I would suggest three things:
Grab a timestamp for when the timecode arrives in the CoreMIDI callback thread (see
mach_absolute_time()
. Then grab the current time when your main thread work is being done. You can then adjust accordingly based on how much time has elapsed between posting to the main thread and it actually being processed.create some kind of coalescing mechanism such that when your main thread is blocked, interim timecode events (that are now out of date) are tossed. This can be as simple as a global NSUInteger that is incremented every time an event is received. The block dispatched to the main queue could capture the current value on creation, then check it when it is processed.

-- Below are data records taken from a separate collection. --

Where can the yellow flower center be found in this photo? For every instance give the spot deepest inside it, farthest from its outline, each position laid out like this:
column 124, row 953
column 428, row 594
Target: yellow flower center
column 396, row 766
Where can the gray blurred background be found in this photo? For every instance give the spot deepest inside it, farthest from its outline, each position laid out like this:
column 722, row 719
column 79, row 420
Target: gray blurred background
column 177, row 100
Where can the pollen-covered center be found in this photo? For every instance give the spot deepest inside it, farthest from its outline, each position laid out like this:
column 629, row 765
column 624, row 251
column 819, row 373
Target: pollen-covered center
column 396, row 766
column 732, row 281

If it differs by more than N (N for you to determine), then toss the event because more are in flight.
consider not sending an event to the main thread for every timecode notification. 25 adjustments per second is a lot of work. If processing only 5 per second yields a "good enough" perceptual experience, then that is an awful lot of work saved.
In general, instrumenting the main event loop is a bit tricky. The CPU profiler in Instruments can be quite helpful. It may come as a surprise, but so can the Allocations instrument. In particular, you can use the Allocations instrument to measure memory throughput. If there are tons of transient (short lived) allocations, it'll chew up a ton of CPU time doing all those allocations/deallocations.